Aviary by Julia Holter [Domino]
Written for WSOE 89.3's "4 Albums to Transcend To"
“Julia Holter has lost her mind,” the Quietus review of Julia Holter’s new album Aviarybegins. I will say, Aviary isn’t an easy listen, it’s an otherworldly 90 minute album that takes the listener through every sound, mood, and feeling that could be bashing around someone’s head. In fact, the idea for the album title, Aviary, originated because, as Holter told DIY,
“Memory was a theme that kept coming up. Memories that emerge in the mind that get in the way of your own thoughts. I started noticing there was wings imagery, birds.”
The title was solidified with an Etel Adnan short story from her 2009 book, Master Of The Eclipse. A line in the story reads: “I found myself in an aviary full of shrieking birds.” In our case with Holter, we’re also in that aviary, those birds just happen to be Holter’s memories, anger, restlessness, joy and fear.
As a verb, transcend means to “be or go beyond the range or limits of (something abstract, typically a conceptual field or division).” To me, this makes Aviary a perfect album to transcend to, as it lets us go beyond our own consciousness and become increasingly aware of someone else’s thoughts, memories, emotions, and experience. Julia Holter’s reality seems just a little beyond ours, from the way her songs are structured to the way she creates the sound of Aviary. In the album opener, “Turn the Light On,” Holter wanted to be able to “swim in a sea of synthesizers,” which doesn’t feel like it should be possible to complete but she gives that experience to the listeners so successfully, so perfectly.
Aviary opens with the restless “Turn the Light On,” where Holter’s voice powers through a torrent of drums and violins and the listener is immediately drawn in. To start with one of the slower songs like “Voce Simul” or “Colligere” wouldn’t have had the same effect. Not that the songs aren’t gorgeous and intimate in themselves, they are, but that’s the point. Holter doesn’t give everything away right away on this album. We even see this in the idea that the song “I Shall Love 2” comes before “I Shall Love 1,” almost like Holter wants to give listeners the edited and rewritten version of the song before diving into the rawer, messier emotions portrayed on part one, emotions like longing and waiting for someone to come over that might never make it.
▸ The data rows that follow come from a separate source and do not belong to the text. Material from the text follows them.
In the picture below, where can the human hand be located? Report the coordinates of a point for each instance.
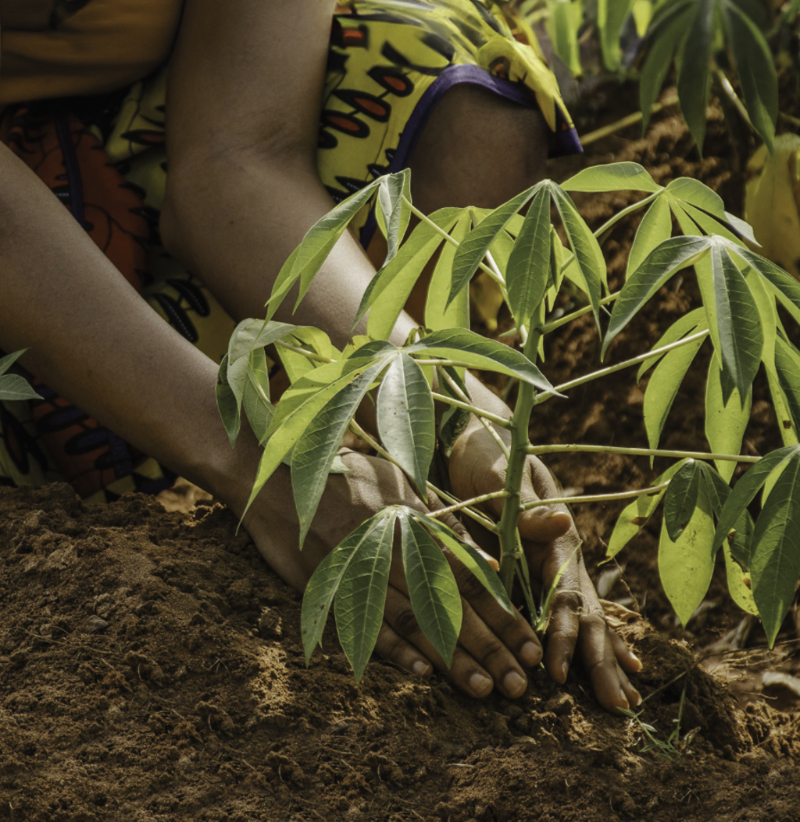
(551, 542)
(494, 648)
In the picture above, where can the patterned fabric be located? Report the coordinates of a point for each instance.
(104, 158)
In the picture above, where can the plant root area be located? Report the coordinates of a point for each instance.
(151, 667)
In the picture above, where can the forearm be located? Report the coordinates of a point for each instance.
(93, 339)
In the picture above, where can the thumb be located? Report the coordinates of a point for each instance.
(544, 523)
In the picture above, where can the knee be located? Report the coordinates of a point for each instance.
(477, 149)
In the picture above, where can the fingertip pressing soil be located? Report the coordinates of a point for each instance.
(151, 667)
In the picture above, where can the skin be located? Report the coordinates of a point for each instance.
(243, 189)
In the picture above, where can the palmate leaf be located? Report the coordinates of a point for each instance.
(725, 421)
(392, 213)
(406, 419)
(361, 597)
(479, 352)
(741, 338)
(686, 565)
(306, 260)
(472, 251)
(388, 290)
(749, 485)
(324, 583)
(663, 388)
(634, 517)
(432, 588)
(612, 177)
(528, 269)
(470, 559)
(314, 452)
(682, 498)
(656, 269)
(775, 558)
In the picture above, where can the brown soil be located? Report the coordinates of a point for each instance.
(151, 666)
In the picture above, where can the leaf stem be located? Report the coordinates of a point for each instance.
(636, 452)
(604, 372)
(473, 409)
(467, 503)
(596, 497)
(456, 389)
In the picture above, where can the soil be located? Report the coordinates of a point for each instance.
(151, 666)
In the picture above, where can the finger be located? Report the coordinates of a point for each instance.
(612, 688)
(465, 672)
(392, 647)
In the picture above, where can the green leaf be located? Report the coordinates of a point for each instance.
(9, 359)
(775, 559)
(663, 388)
(666, 34)
(472, 251)
(324, 582)
(306, 260)
(591, 264)
(748, 486)
(686, 565)
(612, 177)
(470, 559)
(432, 588)
(634, 517)
(479, 352)
(695, 69)
(738, 320)
(726, 421)
(14, 387)
(656, 269)
(315, 449)
(687, 325)
(682, 498)
(392, 213)
(257, 405)
(756, 70)
(388, 290)
(655, 228)
(406, 420)
(361, 597)
(611, 17)
(456, 315)
(528, 269)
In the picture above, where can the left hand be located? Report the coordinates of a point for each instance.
(550, 540)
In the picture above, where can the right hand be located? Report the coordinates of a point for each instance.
(494, 649)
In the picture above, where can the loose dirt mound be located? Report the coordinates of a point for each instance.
(151, 669)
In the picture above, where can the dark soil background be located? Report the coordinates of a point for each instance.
(151, 667)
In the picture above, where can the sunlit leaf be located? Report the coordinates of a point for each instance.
(406, 421)
(432, 588)
(361, 597)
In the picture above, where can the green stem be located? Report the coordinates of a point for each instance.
(510, 548)
(473, 409)
(595, 497)
(636, 452)
(568, 318)
(604, 372)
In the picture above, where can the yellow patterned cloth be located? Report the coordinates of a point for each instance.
(390, 62)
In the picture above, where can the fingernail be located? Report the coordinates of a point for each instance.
(420, 668)
(479, 684)
(514, 684)
(530, 653)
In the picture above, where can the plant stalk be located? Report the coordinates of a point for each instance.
(510, 546)
(636, 452)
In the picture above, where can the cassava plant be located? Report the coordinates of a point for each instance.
(530, 263)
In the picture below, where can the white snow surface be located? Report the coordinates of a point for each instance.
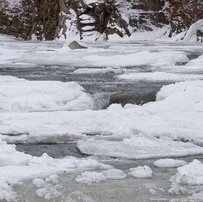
(141, 172)
(18, 95)
(139, 59)
(190, 174)
(169, 163)
(159, 76)
(193, 30)
(90, 177)
(16, 166)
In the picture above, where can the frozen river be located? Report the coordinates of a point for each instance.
(100, 105)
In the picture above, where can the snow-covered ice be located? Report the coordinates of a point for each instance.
(16, 167)
(169, 163)
(140, 58)
(190, 174)
(141, 172)
(159, 76)
(90, 177)
(18, 95)
(60, 112)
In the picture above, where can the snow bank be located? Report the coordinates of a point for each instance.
(141, 172)
(191, 174)
(169, 163)
(28, 96)
(159, 76)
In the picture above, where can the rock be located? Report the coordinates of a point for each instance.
(75, 45)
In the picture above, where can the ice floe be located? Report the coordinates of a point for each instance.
(169, 163)
(190, 174)
(18, 95)
(141, 172)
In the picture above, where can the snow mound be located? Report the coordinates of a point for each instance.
(48, 188)
(190, 174)
(159, 76)
(169, 163)
(18, 95)
(141, 172)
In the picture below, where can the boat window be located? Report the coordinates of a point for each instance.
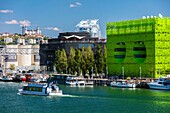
(30, 88)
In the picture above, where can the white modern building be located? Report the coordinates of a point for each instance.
(24, 57)
(91, 26)
(32, 32)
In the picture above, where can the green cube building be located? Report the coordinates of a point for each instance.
(139, 48)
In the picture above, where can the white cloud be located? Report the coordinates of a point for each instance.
(6, 11)
(11, 22)
(25, 23)
(22, 23)
(75, 5)
(78, 3)
(53, 28)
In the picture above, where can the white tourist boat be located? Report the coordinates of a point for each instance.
(43, 89)
(122, 84)
(7, 78)
(75, 81)
(162, 83)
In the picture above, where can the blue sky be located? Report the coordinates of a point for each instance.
(54, 16)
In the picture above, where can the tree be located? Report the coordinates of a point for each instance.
(99, 59)
(12, 67)
(77, 61)
(90, 60)
(71, 60)
(105, 60)
(83, 62)
(57, 60)
(63, 60)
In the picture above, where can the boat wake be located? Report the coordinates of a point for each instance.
(67, 95)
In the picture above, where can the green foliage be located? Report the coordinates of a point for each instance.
(105, 60)
(90, 60)
(12, 67)
(78, 61)
(99, 59)
(63, 60)
(83, 65)
(71, 60)
(57, 60)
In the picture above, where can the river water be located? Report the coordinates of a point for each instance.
(97, 99)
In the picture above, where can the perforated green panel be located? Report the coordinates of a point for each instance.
(147, 47)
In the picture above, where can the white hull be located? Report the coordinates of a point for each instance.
(40, 93)
(122, 85)
(40, 89)
(158, 86)
(161, 83)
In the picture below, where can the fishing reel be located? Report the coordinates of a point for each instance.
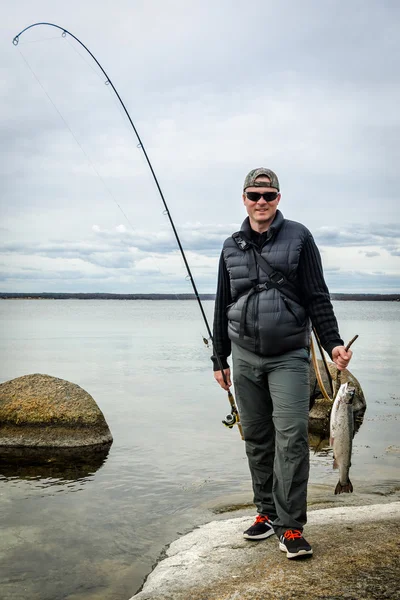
(230, 420)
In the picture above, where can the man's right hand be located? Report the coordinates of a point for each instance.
(219, 378)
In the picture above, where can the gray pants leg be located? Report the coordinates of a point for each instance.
(272, 395)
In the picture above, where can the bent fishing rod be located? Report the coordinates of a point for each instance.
(233, 417)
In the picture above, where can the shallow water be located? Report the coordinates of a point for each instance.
(86, 534)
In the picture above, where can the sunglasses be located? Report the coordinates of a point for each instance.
(256, 196)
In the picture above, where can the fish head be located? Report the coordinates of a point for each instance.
(349, 392)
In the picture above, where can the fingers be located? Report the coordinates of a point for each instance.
(220, 378)
(341, 357)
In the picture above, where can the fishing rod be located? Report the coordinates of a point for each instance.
(233, 417)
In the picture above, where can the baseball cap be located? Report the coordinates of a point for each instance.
(251, 177)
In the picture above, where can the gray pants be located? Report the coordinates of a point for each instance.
(273, 395)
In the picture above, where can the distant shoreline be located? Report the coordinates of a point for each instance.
(103, 296)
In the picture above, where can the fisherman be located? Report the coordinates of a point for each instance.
(270, 286)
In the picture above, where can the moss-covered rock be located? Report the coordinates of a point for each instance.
(43, 411)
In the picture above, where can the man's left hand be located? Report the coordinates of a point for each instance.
(341, 357)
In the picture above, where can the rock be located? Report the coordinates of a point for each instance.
(41, 412)
(321, 408)
(354, 557)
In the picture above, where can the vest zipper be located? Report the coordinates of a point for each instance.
(256, 332)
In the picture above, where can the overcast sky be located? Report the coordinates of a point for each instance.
(215, 88)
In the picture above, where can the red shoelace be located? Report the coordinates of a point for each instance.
(261, 519)
(291, 534)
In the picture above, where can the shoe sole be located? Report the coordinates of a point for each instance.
(260, 536)
(299, 554)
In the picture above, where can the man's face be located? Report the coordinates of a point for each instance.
(261, 213)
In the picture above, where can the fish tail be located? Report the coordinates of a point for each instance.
(346, 488)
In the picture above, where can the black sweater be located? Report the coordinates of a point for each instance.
(313, 292)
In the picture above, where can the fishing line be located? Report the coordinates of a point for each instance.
(74, 137)
(118, 106)
(90, 162)
(234, 415)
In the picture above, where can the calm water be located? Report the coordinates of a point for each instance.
(93, 534)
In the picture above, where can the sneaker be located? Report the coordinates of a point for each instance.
(260, 530)
(293, 543)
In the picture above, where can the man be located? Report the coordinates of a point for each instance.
(270, 285)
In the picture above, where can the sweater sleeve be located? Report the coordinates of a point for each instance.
(316, 296)
(221, 341)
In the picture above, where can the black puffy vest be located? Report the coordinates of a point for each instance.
(267, 321)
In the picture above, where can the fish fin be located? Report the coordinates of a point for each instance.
(347, 488)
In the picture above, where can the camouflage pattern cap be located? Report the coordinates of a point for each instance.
(251, 177)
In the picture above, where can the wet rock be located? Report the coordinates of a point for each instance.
(321, 408)
(354, 557)
(39, 411)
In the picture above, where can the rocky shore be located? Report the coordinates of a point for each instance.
(356, 550)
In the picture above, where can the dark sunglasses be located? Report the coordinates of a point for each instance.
(256, 196)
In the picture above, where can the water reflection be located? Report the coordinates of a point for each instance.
(52, 466)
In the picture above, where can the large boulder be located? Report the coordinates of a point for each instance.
(44, 412)
(321, 408)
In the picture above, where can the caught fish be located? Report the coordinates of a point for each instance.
(341, 435)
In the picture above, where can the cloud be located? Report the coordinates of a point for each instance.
(316, 99)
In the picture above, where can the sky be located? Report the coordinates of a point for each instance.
(309, 89)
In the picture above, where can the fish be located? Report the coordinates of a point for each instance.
(341, 435)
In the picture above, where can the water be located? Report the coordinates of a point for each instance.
(94, 533)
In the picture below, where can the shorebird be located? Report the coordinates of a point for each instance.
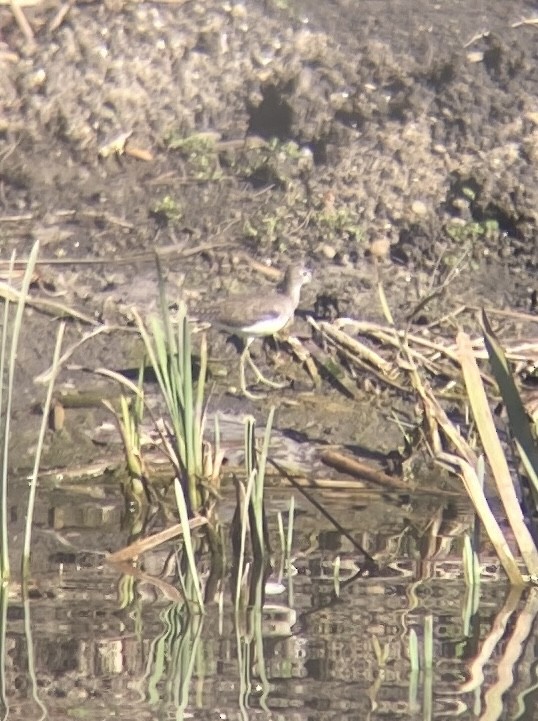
(257, 315)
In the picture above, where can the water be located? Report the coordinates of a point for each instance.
(91, 642)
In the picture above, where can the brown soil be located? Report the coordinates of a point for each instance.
(326, 126)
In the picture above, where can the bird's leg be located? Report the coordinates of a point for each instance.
(242, 380)
(260, 378)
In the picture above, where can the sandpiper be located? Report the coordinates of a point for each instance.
(257, 315)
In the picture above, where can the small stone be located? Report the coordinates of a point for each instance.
(380, 247)
(419, 208)
(328, 251)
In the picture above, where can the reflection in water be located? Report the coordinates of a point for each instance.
(329, 644)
The album closer, “Why Sad Song,” isn’t a new song at all but actually a Julia Holter song that’s been floating around the internet for about seven years. The song is based on a phonetic transcription of “Kyema Mimin” by Nepalese Buddhist nun Ani Choying Drolma & jazz musician Steve Tibbetts. It seems perfect to me that she would end with something we already know, but now she’s given it to us on her terms. The song is made up of disjointed phrases about the passing of time, giving, taking and forgiveness. The song is fragmented like the way memory is stored in the brain, bringing us right back to the basing thoughts of the album title.
Aviary certainly feels like smashing around inside of Julia Holter’s head but throughout the album, she got into mine too. I found myself emotional over some tracks, smiling at others and just stopping dead in my tracks for quite a few of them. The powerful feelings of hope and anger and joy and sadness bleed together to create Aviary, and as Julia Holter belts, screams and soothes, whatever mess we’re in, we can take some comfort in this album. A phrase I like to use a lot (that I got from a professor) is “specificity breeds universality.” Usually, this means the more specific of an experience a writer writes about, the more an audience relates. Julia Holter actually doesn’t do this with experience, instead she structures the most specific words and sounds to tap into the most specific emotions for the audience. It feels completely otherworldly and yet grounded in something so authentic that it makes the album, yes, transcendent. Sometimes being too in your head is a kind of hell, but Julia Holter gives it to us like a gift. An unconventional gift, yes, but a beautiful one nonetheless.